Let’s take a look at the opinions of 10 Latino notables on who they are backing and why:
Eva Longoria, the Mexican-American actress who played the sassy Gabrielle Solis in “Desperate Housewives,” dedicated most of 2012 to being co-chair of Barack Obama’s re-election campaign. She spoke at the Democratic National Convention in Charlotte, NC in September focusing on Hispanic and women issues. According to OpenSecrets.org, she contributed the maximum of $5,000 to Barack Obama, joining fellow actor Leonardo DiCaprio and spiritual guru Deepak Chopra.
“It doesn’t matter if we’re Latino, Black, Pink, White…We’re all Americans at the end of the day,” said Pitbull before introducing President Obama.
In September, the tireless 82-year-old Chicana civil rights activist Dolores Huerta took to the campaign trail with President Obama to urge North Carolina Hispanics to vote for him.
“We know the president won this state in the last election thanks to Latinos,” Huerta said in an interview with Efe. “If we come out to support him again, together with women, young people and African-Americans, we’ll win again.”
She also wrote a feisty op-ed in the Huffington Post saying Romney disrespectfully calls Latinos “illegals” and will veto the DREAM Act if he won the presidency.
Cristina Maria Saralegui is a Cuban-American journalist, actress and talk show host of a Spanish-language show which aired internationally, Cristina, otherwise known as “the Latina Oprah.” She even acted on two episodes of “George Lopez.” Today, she campaigns with President Obama, and spoke at the Democratic National Convention in September, focusing on the DREAMers and “the students who study and do their homework.”
Narciso Rodriguez, fashion extraordinaire, not only supports President Obama, he also loves to dress his wife.
“It’s been great seeing the First Lady in my designs. It has had an immeasurable impact on the business. It’s brought attention to the company, to the brand and to the clothes,” Rodriguez told Forbes.
He’s also the man behind the “Runway to Win” tee in Obama’s campaign collection.
A Mexican actor based in Miami, Eduardo Verastegui, shared the screen with Eva Longoria in his most recent film, “For Greater Glory,” but he does not share the same political beliefs.
In an automated anti-Obama calling campaign, Verastegui said, “From day one, they have worked to advance abortion at home and abroad…And they have unleashed an unprecedented attack on the Church and its freedom.”
And here is the video in which he spoke about his pro-life stance and its importance to Latinos.
Mexican-American comedian Paul Rodriguez backed Obama in ’08, but this election year he’s voting Republican.

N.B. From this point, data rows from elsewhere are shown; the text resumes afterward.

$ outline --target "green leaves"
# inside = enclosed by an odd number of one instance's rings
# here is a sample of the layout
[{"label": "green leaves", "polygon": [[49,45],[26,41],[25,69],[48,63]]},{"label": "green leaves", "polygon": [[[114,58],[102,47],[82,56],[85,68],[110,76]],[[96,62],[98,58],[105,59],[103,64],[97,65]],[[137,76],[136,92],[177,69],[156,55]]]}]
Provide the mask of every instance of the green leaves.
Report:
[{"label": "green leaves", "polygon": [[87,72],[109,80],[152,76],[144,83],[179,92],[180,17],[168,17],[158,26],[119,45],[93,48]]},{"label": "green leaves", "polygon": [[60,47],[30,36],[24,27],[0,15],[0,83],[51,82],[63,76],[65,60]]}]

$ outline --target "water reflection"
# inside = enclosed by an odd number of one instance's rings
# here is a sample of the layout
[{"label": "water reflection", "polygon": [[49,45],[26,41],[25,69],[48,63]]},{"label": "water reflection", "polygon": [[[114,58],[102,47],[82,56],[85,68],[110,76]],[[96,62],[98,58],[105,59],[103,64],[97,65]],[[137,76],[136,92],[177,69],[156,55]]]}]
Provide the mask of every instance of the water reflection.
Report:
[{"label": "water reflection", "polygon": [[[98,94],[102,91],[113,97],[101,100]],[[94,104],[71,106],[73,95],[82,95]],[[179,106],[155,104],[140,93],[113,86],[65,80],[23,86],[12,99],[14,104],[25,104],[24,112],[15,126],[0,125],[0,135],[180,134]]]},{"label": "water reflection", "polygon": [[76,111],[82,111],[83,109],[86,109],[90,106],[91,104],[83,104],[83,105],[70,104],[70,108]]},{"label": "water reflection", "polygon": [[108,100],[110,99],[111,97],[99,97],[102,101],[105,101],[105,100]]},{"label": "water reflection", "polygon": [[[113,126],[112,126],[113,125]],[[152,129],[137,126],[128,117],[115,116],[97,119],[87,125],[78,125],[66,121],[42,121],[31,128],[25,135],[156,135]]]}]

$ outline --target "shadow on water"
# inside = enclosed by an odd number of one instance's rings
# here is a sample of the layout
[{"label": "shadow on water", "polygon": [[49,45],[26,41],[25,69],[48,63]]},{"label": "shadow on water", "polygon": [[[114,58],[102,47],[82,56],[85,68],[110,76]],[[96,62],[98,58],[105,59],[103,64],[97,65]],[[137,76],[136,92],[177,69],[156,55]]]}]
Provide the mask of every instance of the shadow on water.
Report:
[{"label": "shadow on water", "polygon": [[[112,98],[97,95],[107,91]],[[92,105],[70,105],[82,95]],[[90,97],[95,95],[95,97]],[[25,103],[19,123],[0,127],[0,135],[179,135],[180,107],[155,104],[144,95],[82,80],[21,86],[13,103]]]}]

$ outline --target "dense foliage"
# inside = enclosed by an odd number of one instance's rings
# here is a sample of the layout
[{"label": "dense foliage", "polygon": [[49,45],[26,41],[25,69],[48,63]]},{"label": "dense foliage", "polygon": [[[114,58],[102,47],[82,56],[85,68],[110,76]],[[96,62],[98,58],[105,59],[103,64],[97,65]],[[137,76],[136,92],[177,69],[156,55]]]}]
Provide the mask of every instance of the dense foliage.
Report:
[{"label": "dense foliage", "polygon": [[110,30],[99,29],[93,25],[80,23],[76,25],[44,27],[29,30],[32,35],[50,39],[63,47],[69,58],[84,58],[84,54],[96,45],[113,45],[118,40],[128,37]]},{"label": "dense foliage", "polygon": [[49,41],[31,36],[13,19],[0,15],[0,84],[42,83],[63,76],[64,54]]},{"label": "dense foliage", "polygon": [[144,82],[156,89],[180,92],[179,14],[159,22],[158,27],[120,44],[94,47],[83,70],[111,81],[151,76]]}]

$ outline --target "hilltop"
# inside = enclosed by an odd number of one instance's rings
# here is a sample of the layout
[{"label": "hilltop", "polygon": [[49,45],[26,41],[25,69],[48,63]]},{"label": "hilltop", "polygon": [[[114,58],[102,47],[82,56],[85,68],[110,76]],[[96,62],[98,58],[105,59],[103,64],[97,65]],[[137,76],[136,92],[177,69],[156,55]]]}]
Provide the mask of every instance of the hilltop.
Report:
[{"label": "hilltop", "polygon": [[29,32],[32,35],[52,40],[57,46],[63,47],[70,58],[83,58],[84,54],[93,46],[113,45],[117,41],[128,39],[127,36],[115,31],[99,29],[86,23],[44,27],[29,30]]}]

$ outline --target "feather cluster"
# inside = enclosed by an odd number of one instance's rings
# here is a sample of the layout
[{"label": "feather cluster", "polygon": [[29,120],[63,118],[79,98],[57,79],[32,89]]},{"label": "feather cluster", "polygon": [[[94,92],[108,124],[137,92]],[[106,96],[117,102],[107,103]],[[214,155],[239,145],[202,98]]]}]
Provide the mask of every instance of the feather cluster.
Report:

In a recent Spanish-language radio ad for Romney, translated to English, he said, “We Hispanics sacrifice because we believe in the promise of this great country. But President Obama has taken us down the road of unemployment, more poverty and an exorbitant debt that puts that promise at risk…I don’t belong to any political party, but I do believe in the opportunities that the United States offers all of us. This is why I am supporting Mitt Romney.”

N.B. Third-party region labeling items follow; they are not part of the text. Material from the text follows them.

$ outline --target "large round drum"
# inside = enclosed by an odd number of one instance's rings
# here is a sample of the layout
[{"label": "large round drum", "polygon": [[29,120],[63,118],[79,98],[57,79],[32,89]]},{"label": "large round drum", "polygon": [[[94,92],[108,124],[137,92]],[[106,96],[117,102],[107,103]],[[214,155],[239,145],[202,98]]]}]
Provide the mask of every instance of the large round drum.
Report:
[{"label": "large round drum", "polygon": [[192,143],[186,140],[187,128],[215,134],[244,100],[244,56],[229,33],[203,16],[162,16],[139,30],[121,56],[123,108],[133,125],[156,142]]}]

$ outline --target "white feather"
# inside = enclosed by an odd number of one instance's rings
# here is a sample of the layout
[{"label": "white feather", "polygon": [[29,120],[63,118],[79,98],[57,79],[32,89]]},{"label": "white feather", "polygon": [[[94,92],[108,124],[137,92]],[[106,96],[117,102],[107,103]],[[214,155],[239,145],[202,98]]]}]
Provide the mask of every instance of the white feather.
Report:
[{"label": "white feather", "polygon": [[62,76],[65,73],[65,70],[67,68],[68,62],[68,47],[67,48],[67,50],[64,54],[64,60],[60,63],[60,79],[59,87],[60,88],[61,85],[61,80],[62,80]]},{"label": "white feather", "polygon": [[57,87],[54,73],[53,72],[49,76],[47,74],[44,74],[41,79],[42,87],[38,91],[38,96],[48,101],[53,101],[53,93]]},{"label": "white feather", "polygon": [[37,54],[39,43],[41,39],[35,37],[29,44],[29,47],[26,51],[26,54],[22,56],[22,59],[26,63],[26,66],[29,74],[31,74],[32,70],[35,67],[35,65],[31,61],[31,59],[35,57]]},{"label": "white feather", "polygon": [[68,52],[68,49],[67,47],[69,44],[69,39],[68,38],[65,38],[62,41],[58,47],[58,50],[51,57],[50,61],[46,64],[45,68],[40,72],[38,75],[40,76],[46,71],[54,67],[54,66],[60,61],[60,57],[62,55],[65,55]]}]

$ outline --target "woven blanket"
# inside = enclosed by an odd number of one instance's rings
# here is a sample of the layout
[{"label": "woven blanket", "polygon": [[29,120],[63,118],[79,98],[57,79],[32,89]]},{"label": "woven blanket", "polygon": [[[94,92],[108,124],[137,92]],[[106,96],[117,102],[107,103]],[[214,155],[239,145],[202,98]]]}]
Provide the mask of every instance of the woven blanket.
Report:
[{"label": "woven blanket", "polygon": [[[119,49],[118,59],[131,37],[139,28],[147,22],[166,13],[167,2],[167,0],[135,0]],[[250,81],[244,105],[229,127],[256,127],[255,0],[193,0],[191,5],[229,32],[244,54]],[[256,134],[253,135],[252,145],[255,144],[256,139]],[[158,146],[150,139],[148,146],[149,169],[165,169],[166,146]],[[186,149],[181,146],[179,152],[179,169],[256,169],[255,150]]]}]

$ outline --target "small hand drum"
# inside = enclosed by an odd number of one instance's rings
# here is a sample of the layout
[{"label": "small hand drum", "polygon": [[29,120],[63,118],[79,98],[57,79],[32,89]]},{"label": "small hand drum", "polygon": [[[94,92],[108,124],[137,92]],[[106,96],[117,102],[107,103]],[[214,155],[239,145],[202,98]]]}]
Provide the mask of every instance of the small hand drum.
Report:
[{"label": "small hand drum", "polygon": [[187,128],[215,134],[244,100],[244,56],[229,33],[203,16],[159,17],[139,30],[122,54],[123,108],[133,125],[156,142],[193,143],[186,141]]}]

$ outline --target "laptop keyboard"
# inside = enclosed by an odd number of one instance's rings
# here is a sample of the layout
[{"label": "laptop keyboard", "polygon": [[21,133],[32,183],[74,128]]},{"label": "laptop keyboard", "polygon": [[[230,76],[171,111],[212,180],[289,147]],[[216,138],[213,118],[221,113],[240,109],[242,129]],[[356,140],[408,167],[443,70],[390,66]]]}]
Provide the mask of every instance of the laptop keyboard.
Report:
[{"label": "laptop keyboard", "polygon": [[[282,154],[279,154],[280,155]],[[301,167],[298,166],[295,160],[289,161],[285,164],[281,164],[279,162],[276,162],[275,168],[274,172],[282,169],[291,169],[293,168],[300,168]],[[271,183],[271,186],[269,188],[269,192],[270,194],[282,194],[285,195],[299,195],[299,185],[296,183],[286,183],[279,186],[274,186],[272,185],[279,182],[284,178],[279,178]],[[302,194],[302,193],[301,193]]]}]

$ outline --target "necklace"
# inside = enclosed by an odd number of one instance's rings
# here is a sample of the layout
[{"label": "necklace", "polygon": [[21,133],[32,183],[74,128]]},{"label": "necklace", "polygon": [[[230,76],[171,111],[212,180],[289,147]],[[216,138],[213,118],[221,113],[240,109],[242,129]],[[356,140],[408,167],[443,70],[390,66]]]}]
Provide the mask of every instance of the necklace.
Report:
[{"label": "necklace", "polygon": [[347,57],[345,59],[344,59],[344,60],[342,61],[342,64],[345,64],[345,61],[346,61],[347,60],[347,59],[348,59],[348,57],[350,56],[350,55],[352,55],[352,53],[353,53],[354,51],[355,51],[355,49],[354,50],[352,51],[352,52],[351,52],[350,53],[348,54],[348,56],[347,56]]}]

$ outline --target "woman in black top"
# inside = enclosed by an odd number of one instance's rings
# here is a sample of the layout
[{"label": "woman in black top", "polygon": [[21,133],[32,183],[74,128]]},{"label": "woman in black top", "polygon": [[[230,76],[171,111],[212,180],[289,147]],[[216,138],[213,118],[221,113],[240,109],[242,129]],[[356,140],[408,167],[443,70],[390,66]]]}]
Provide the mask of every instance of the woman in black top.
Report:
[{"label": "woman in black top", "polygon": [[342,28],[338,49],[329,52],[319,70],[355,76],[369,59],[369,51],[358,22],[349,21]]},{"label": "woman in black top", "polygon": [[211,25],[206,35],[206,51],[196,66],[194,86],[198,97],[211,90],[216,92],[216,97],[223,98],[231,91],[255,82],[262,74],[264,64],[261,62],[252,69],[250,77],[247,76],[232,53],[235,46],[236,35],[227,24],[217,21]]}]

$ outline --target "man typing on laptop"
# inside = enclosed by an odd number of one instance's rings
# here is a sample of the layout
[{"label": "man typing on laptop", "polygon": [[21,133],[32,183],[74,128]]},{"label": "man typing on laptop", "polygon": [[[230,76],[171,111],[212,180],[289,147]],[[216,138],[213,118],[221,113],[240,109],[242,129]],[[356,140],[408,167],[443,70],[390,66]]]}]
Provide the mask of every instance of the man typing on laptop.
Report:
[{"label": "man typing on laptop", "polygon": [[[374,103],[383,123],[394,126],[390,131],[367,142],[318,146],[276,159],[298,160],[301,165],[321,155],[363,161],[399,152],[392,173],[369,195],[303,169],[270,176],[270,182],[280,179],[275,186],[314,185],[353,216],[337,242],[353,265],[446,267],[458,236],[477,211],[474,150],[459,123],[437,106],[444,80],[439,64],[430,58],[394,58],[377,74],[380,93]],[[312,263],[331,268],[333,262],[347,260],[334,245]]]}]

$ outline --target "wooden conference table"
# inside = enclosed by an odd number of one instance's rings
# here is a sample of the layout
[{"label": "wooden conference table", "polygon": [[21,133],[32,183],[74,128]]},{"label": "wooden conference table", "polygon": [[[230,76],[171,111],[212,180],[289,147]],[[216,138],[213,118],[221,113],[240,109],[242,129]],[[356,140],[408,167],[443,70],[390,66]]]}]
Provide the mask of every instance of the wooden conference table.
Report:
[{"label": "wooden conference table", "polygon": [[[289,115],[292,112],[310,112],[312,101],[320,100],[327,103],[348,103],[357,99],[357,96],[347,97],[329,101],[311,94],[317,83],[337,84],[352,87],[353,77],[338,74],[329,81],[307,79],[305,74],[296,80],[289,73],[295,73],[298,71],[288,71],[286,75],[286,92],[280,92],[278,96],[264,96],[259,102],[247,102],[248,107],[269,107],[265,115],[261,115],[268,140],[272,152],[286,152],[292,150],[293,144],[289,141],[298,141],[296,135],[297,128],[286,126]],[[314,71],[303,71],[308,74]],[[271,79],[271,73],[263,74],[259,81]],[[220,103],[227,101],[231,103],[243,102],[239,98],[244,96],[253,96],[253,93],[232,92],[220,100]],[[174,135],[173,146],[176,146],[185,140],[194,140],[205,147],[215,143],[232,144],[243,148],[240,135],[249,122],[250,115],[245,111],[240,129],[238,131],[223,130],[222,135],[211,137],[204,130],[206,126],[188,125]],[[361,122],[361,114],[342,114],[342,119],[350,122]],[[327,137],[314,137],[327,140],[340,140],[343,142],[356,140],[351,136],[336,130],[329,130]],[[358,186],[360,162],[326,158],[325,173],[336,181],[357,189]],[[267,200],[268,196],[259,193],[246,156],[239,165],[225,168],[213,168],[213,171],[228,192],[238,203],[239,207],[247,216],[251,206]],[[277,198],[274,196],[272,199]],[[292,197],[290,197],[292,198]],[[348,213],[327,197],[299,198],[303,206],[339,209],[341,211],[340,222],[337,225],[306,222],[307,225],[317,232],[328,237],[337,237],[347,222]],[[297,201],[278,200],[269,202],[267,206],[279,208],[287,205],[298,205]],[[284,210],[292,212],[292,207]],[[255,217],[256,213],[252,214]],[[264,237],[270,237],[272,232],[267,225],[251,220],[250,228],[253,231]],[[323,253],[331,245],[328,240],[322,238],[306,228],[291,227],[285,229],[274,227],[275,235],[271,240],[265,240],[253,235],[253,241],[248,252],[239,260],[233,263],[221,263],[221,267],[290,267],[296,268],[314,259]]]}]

Cuban-American Florida Sen. Marco Rubio joined Mitt Romney during the Republican National Convention and stands firmly in the belief that “limited government and free enterprise” suits Americans best.
He also understands that his party must convince Hispanics that the Republican Party welcomes immigrants. “The way you talk about it matters,” Rubio said.

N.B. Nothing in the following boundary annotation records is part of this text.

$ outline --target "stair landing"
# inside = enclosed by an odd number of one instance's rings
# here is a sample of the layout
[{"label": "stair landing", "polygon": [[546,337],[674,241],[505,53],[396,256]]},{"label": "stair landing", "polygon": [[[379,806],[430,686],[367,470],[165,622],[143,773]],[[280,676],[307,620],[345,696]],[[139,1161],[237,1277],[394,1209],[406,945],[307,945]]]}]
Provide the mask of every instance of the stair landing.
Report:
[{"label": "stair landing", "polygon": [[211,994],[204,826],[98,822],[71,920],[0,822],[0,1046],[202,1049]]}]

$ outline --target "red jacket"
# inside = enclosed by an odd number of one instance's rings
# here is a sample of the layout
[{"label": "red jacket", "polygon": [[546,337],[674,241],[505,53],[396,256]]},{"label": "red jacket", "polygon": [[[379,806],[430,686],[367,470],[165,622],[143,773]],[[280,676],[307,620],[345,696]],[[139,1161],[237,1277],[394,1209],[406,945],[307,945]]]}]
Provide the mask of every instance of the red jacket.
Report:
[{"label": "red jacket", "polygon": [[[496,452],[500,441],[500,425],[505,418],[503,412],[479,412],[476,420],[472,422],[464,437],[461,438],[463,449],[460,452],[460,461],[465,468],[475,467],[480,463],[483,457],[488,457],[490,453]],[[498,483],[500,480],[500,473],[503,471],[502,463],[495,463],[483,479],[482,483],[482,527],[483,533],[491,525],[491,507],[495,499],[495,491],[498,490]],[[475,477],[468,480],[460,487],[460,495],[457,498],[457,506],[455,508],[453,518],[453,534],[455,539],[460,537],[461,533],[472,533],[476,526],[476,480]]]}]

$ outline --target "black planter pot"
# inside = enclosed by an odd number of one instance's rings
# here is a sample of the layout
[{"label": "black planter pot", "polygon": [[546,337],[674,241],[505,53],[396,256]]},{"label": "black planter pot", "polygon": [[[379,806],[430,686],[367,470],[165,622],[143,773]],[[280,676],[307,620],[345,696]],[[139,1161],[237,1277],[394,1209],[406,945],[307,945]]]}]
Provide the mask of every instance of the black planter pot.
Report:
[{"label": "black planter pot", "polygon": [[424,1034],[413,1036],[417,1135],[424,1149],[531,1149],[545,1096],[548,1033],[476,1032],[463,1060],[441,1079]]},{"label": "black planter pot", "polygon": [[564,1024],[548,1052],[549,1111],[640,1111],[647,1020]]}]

Rachel Campos-Duffy is an author, TV host and former MTV “Real World” and “Road Rules” star. She is also the wife of Wisconsin Republican Congressman Sean Duffy. One of 15 women to be named to the Women for Mitt National Advisory Board, she supports Governor Romney’s and the Republicans’ stance on abortion and reproductive access.
“I’m a pro-life activist, and this issue is close to my heart; this so-called ‘war on women’ is a made-up, faux argument, and being pro-choice is not the position of every woman,” Campos-Duffy said, adding, “I think Democrats are out of step with how Latinos feel on the issue.”